Closed theogravity closed 2 years ago
What's your complete setup? It seems you are passing data through pino-pretty and then pino-socket, is that correct?
Note that pino shines in producing logs that are in JSON format and easily parseable.
What's your complete setup? It seems you are passing data through pino-pretty and then pino-socket, is that correct?
Note that pino shines in producing logs that are in JSON format and easily parseable.

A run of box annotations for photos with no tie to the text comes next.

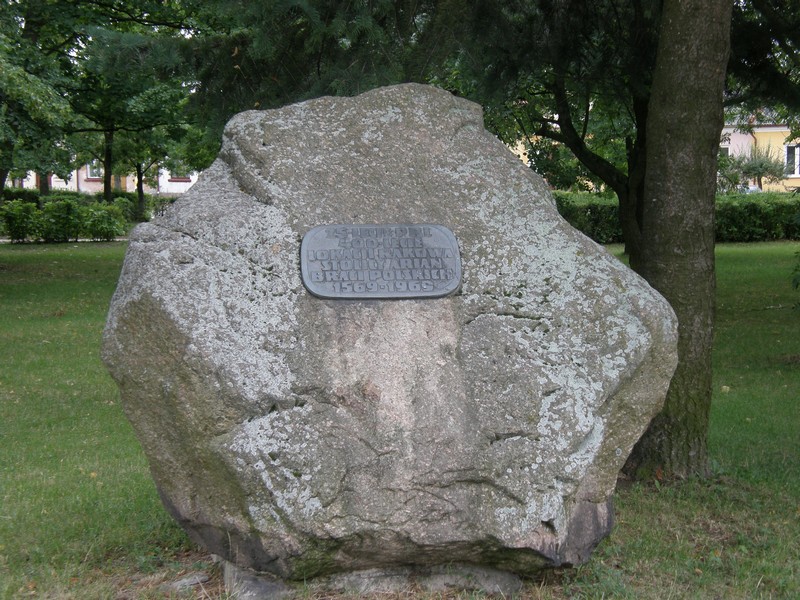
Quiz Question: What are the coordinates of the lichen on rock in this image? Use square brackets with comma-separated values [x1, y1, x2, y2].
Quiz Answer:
[98, 85, 677, 592]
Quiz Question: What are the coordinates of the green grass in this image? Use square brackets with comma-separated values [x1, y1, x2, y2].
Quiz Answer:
[0, 244, 198, 598]
[0, 243, 800, 599]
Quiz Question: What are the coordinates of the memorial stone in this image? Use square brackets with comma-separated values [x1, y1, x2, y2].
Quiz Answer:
[98, 85, 677, 597]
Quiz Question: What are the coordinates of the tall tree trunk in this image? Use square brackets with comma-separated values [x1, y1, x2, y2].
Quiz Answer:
[36, 173, 52, 196]
[135, 163, 146, 222]
[626, 0, 733, 477]
[103, 129, 114, 203]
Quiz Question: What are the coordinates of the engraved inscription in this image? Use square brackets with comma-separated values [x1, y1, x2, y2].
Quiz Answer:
[300, 224, 461, 299]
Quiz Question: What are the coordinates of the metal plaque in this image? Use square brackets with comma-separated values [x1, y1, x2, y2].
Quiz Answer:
[300, 225, 461, 300]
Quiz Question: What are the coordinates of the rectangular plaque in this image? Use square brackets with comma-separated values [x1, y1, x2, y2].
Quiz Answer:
[300, 224, 461, 300]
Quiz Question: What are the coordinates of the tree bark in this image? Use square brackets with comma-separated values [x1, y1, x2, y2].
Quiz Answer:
[136, 163, 147, 223]
[103, 129, 114, 203]
[625, 0, 733, 478]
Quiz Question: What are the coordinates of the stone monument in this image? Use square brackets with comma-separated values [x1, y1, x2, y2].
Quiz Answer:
[103, 85, 677, 593]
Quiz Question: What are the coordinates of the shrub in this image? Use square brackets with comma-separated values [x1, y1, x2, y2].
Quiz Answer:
[553, 191, 622, 244]
[553, 191, 800, 244]
[716, 193, 800, 242]
[83, 203, 126, 242]
[113, 196, 137, 223]
[0, 200, 42, 242]
[41, 200, 83, 242]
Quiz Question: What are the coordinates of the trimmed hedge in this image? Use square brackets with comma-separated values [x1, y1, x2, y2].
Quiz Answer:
[553, 191, 800, 244]
[553, 191, 622, 244]
[0, 196, 127, 242]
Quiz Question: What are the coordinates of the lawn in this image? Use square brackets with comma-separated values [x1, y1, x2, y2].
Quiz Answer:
[0, 243, 800, 599]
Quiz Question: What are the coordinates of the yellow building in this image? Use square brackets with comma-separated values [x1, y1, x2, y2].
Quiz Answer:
[720, 125, 800, 192]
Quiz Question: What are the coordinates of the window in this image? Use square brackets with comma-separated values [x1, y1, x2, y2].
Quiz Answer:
[786, 145, 800, 175]
[86, 160, 103, 179]
[169, 171, 192, 181]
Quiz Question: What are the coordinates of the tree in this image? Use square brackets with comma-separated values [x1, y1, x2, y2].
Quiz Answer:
[418, 0, 732, 477]
[167, 0, 736, 476]
[0, 1, 78, 189]
[69, 31, 187, 201]
[626, 0, 733, 476]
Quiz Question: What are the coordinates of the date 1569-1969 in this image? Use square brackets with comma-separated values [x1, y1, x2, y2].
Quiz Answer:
[300, 225, 461, 300]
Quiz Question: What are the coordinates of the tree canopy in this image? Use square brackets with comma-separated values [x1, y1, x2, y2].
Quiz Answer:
[0, 0, 800, 474]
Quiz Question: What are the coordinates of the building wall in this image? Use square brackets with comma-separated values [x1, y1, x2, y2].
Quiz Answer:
[23, 165, 198, 196]
[720, 125, 800, 192]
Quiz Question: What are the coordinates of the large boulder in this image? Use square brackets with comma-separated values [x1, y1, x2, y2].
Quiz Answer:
[98, 85, 677, 592]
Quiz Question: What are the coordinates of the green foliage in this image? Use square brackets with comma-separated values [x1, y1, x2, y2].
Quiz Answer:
[553, 191, 622, 244]
[41, 200, 83, 242]
[114, 197, 137, 223]
[0, 190, 136, 242]
[553, 191, 800, 244]
[81, 203, 130, 242]
[0, 200, 41, 242]
[715, 193, 800, 242]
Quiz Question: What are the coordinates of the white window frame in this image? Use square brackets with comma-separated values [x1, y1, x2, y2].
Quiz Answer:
[86, 160, 103, 179]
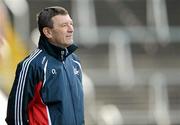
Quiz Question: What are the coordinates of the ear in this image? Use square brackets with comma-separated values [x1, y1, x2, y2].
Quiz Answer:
[43, 27, 52, 38]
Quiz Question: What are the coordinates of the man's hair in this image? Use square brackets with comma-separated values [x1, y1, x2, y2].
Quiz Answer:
[37, 6, 68, 35]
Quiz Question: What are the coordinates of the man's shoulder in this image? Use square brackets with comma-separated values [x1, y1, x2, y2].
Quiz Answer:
[18, 49, 43, 66]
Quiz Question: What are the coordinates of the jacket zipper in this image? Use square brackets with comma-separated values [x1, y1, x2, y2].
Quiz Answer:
[61, 51, 77, 124]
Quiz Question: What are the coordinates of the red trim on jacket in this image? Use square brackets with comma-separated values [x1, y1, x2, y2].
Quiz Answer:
[28, 81, 48, 125]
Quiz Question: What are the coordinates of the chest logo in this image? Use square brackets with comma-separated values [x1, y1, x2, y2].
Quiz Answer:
[51, 69, 57, 74]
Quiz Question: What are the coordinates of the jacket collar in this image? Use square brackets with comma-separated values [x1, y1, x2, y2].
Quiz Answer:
[38, 36, 78, 61]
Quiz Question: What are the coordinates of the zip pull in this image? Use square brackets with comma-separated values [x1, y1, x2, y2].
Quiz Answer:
[61, 51, 64, 61]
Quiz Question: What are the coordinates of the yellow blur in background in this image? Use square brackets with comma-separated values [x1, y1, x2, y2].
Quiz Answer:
[0, 2, 27, 95]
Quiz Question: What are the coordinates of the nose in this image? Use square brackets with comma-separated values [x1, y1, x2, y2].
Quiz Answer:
[68, 24, 74, 33]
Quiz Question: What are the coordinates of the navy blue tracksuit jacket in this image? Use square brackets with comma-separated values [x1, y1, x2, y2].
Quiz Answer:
[6, 37, 84, 125]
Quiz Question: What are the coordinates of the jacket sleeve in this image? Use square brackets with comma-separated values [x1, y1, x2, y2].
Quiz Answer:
[6, 63, 39, 125]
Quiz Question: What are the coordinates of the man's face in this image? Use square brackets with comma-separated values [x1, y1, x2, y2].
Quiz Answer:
[49, 15, 74, 47]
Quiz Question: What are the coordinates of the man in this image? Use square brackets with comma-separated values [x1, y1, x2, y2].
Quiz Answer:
[6, 7, 84, 125]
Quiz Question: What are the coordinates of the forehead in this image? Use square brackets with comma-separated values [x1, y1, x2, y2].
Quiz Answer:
[52, 14, 72, 24]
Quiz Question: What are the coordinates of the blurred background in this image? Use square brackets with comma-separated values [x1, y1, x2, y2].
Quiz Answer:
[0, 0, 180, 125]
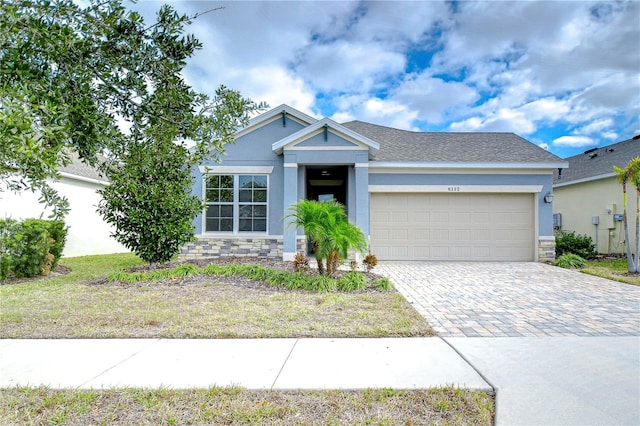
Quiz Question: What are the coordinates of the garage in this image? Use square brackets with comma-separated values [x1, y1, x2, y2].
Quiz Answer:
[371, 193, 535, 261]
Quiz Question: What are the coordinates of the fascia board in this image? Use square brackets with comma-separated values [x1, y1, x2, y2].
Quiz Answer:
[235, 104, 318, 138]
[369, 161, 569, 169]
[553, 173, 616, 188]
[271, 118, 380, 155]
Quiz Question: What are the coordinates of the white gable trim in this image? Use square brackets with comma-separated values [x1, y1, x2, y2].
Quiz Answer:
[271, 118, 380, 155]
[235, 104, 318, 138]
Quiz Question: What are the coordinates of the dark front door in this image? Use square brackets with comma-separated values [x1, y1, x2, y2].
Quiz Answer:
[307, 166, 348, 206]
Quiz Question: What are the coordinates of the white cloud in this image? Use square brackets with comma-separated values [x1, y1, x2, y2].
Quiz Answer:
[391, 74, 479, 123]
[579, 118, 613, 133]
[553, 136, 597, 148]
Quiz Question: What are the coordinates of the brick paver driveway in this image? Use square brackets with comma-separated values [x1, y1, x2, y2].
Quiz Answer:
[375, 262, 640, 337]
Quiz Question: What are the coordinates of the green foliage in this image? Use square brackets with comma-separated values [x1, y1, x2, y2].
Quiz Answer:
[556, 232, 598, 259]
[0, 0, 260, 225]
[338, 271, 368, 292]
[362, 253, 378, 272]
[107, 263, 392, 292]
[372, 277, 393, 291]
[0, 219, 67, 280]
[556, 253, 587, 269]
[285, 200, 366, 276]
[293, 253, 309, 272]
[307, 275, 338, 293]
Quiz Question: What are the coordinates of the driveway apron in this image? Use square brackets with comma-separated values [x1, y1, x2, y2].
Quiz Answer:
[376, 262, 640, 425]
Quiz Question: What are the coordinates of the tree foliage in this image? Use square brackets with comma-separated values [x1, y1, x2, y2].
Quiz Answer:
[0, 0, 262, 217]
[0, 0, 264, 263]
[287, 200, 366, 276]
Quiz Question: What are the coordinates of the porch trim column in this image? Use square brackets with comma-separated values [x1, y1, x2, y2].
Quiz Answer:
[282, 162, 298, 261]
[354, 162, 369, 240]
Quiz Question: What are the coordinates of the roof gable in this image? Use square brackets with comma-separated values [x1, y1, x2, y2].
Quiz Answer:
[236, 104, 318, 138]
[553, 135, 640, 185]
[271, 118, 380, 156]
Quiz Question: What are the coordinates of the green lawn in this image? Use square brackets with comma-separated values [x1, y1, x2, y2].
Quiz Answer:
[581, 258, 640, 285]
[0, 254, 433, 338]
[0, 254, 495, 425]
[0, 388, 494, 426]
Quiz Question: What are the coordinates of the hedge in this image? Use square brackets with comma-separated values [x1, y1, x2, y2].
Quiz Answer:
[0, 219, 67, 280]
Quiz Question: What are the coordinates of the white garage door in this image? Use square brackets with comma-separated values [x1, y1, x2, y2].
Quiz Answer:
[371, 193, 534, 261]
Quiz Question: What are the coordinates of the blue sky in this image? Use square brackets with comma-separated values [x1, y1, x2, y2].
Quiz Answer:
[129, 0, 640, 157]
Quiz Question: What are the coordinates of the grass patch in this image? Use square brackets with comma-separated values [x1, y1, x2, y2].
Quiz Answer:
[0, 387, 495, 425]
[580, 257, 640, 286]
[0, 254, 434, 338]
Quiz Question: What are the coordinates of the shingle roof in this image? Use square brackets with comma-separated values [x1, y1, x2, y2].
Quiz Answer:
[58, 152, 106, 181]
[342, 121, 562, 164]
[553, 135, 640, 184]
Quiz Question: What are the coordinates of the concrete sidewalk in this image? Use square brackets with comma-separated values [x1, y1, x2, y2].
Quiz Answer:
[0, 337, 492, 391]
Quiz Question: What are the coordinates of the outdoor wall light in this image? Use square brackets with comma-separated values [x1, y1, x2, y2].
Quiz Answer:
[544, 192, 553, 204]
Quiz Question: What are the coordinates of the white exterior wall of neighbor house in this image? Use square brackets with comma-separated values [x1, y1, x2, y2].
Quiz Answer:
[0, 175, 129, 257]
[553, 176, 637, 253]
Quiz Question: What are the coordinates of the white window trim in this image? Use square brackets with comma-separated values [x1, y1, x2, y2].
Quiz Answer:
[202, 173, 273, 236]
[198, 166, 273, 175]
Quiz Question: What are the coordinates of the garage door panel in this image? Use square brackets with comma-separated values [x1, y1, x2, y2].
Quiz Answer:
[371, 193, 534, 261]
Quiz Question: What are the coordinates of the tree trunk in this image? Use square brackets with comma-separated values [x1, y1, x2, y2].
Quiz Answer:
[633, 188, 640, 274]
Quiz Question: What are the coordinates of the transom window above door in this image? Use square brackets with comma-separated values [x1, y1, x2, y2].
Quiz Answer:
[204, 175, 268, 233]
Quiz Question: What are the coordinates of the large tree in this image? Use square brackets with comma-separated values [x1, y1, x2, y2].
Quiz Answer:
[0, 0, 258, 220]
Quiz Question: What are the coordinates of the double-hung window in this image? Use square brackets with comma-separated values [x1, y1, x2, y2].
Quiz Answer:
[204, 175, 268, 233]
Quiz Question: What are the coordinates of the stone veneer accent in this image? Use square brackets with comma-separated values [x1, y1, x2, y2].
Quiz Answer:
[178, 236, 306, 259]
[538, 237, 556, 263]
[179, 236, 282, 259]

I'm not passing through pretty.
The setup looks like this:
const logger = pino({
level: process.env.LOG_LEVEL || 'trace',
formatters: {
level: (level) => {
// format the level field to be datadog-compat
return { level };
}
}
}, pino.transport({
target: join(__dirname, 'pino-datadog-logger.js'),
options: {
secure: true,
address: 'intake.logs.datadoghq.com',
port: 443,
mode: 'tcp',
dataDogApiKey: process.env.DATADOG_API_KEY,
}
}))
// pino-datadog-logger.js
/* eslint-disable */
// https://github.com/pinojs/pino-pretty#handling-non-serializable-options
module.exports = (opts) => {
return require('pino-socket')({
...opts,
onBeforeDataWrite: (data) => {
return prependApiKey(opts.dataDogApiKey, data)
}
})
}
// re-visit this function as we may not need to do this messy conversion
// in the future if a fix is provided by the pino team
// https://github.com/pinojs/pino/issues/1511
function prependApiKey(dataDogApiKey, data) {
return Buffer.from(
data.toString()
// remove trailing newline as it would result in a blank entry on the final join
.trim()
.split('\n')
.map((logEntry) => dataDogApiKey + ' ' + logEntry)
.join('\n')
)
}
If I do the following:
onBeforeDataWrite: (data) => {
console.log('*****')
console.log(data.toString())
return prependApiKey(opts.dataDogApiKey, data)
}
I'll get multiple entries into one on app startup:
*****
{"level":"info","time":1659863440732,"pid":66537,"hostname":"theo-switchboard.local","msg":"session_writer redis client connected to redis db"}
{"level":"info","time":1659863440735,"pid":66537,"hostname":"theo-switchboard.local","msg":"session_writer redis client ready"}
{"level":"info","time":1659863440737,"pid":66537,"hostname":"theo-switchboard.local","msg":"session_reader redis client connected to redis db"}
{"level":"info","time":1659863440738,"pid":66537,"hostname":"theo-switchboard.local","msg":"session_reader redis client ready"}
{"level":"info","time":1659863440740,"pid":66537,"hostname":"theo-switchboard.local","msg":"Auth API server started on port 3030"}
pino.transform()
returns a stream, I think you could put a Transform (or syncthrough, or minipass) in between to perform this manipulation (make sure to use objectMode) before sending it to the transport.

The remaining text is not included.